I am more nervous about being entrapped when I am rowing or teaching swiftwater courses. I keep a folding knife in the knife slot/pocket on the pocket flap of the Green Jacket. It is covered so that the knife can not get caught in ropes but I have a piece of cord that sticks out and I can grab and pull. 

Just my opinion and mostly based on personal preference instead of facts.


----------



## okieboater (Oct 19, 2004)

For a lot of reasons, I switched over to one of the stainless steel EMT type scissor set in a fabric holder on my pfd.

Some years ago there was a situation on the Ocoee River in TN where there was an attempt to cut the boater out of a spray skirt. They ended up cutting a blood vessel in the process and the boater bled out and died before the EMT's got there.

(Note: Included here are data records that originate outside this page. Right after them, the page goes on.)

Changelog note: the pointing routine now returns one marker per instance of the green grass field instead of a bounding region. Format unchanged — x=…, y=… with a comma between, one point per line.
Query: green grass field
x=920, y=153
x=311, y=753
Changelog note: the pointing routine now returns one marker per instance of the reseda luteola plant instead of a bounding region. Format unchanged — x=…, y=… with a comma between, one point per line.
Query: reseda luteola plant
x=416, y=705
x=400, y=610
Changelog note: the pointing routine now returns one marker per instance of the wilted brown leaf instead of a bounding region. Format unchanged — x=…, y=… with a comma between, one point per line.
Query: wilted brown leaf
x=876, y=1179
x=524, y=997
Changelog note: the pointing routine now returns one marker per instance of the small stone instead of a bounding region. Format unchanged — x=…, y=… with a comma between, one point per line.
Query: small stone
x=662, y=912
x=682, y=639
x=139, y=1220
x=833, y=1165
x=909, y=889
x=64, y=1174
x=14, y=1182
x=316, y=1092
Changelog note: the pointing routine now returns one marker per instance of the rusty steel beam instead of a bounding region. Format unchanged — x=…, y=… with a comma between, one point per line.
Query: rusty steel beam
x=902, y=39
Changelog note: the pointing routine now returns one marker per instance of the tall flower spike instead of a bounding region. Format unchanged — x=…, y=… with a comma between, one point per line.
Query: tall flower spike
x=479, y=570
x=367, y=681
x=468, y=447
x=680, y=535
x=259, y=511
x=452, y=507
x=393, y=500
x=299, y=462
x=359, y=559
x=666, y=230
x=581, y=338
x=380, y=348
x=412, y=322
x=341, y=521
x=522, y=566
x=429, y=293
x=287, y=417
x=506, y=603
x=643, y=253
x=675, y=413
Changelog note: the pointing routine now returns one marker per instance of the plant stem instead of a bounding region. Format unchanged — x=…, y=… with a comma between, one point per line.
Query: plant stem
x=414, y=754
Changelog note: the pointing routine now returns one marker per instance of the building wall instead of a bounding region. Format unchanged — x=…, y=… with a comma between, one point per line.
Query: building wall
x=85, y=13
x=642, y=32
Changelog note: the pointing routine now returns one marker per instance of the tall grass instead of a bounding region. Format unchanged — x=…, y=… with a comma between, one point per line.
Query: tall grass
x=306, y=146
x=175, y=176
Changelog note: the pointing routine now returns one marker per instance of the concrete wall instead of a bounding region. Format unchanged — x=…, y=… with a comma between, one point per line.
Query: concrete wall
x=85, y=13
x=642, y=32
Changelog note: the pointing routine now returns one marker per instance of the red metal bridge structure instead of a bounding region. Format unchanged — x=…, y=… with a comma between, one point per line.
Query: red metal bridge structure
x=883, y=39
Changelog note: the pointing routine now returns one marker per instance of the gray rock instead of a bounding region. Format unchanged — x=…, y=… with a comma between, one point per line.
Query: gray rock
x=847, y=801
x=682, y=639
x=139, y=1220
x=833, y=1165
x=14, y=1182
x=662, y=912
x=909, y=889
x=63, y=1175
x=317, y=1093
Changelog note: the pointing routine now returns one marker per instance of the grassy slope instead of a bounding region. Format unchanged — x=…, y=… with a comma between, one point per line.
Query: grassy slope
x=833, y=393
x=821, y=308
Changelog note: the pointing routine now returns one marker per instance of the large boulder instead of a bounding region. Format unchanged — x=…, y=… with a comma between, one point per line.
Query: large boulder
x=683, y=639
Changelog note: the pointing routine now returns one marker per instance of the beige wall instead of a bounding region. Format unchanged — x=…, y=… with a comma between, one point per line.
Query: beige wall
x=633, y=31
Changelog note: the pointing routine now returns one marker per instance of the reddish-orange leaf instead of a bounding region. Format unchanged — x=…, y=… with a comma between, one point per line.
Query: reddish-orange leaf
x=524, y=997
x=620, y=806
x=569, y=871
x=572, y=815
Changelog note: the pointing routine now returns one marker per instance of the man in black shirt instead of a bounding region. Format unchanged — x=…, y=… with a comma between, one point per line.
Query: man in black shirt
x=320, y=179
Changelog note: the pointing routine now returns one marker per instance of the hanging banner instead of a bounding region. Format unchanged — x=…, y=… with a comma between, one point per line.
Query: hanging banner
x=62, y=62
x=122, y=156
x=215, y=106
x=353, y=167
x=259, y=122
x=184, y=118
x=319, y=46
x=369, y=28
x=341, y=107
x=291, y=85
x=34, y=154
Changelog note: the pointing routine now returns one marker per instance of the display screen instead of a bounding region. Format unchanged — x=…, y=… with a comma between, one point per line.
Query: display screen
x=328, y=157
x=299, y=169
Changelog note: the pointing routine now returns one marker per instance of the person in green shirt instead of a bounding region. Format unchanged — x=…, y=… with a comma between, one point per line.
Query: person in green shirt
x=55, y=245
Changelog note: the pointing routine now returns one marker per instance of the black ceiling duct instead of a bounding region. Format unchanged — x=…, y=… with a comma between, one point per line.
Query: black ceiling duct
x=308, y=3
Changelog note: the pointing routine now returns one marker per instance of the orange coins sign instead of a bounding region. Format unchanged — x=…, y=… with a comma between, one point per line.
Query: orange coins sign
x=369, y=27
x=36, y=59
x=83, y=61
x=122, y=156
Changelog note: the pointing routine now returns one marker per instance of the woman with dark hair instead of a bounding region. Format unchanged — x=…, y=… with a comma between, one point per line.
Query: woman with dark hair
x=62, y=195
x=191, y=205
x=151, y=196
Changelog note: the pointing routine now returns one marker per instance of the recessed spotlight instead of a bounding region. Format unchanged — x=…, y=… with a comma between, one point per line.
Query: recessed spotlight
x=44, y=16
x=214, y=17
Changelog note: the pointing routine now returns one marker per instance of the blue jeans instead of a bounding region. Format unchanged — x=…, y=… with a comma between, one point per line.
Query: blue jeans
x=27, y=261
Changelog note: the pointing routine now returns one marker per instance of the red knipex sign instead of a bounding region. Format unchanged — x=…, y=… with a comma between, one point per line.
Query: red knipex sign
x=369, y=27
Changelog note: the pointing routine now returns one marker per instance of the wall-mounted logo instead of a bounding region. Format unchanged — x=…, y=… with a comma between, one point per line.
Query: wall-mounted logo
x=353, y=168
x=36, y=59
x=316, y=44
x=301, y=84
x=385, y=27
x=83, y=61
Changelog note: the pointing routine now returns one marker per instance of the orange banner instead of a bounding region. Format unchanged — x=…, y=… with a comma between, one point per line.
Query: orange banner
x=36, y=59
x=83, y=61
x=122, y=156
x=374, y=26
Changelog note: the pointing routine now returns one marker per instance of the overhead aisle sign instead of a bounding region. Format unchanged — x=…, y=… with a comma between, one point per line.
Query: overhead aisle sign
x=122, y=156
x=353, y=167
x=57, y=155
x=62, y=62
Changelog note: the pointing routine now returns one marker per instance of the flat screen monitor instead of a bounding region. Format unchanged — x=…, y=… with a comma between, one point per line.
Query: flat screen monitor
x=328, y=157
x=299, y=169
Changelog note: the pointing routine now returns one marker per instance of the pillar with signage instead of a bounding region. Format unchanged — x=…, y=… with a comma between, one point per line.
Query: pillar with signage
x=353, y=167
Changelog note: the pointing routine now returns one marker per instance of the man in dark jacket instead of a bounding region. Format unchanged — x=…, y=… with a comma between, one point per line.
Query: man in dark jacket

If you do use a knife, I recommend one with a blunt tip.


----------



## glenn (May 13, 2009)

I've always considered knife situations to matter on the order of seconds and if entrapped underwater the reality of panic is real, so simple has been my approach. I've had the same sheath knife for 4 years now held on with a elastic hair tie. It's fallen out a couple times when climbing into a raft which I don't do regularly. Blunt tip serrated accessible and useable every time without being able to see in about a second.


----------



## Claytonious (Jan 17, 2008)

Get the CRKT bear claw. It is the best option I have seen. I have owned several other knives that all sucked. Get the blunt tip version with the serrated edge.


----------



## kayakfreakus (Mar 3, 2006)

This post had me switch to a bear claw and I have been using them ever since, I do carry a folding knife backup in the PFD that is not a blunt tip.

http://www.mountainbuzz.com/forums/f11/close-call-on-bailey-sunday-8008.html

Only had to cut a rope once in an emergency and will not go out without something on the outside of my vest.


----------



## oarboatman (Jul 20, 2006)

There are two other issue that makes me think about switching to the folding knife. I have had the sheath get caught on the chicken line while pulling someone back in the boat. The second is if you end up entangled with you leg in a rope (the most likely appendage) in current, is there anyway you could even get a knife to the rope. I am picturing having to do a sit-up against the force of the water while getting the shit beat out of you. It seems unlikely that any knife would help you in that situation.


----------



## stinginrivers (Oct 18, 2003)

Oarboatman read the linked post above about Roy on bailey, it might make you rethink the folding knive.


----------



## cataraftgirl (Jun 5, 2009)

Claytonious said:


> Get the CRKT bear claw. It is the best option I have seen. I have owned several other knives that all sucked. Get the blunt tip version with the serrated edge.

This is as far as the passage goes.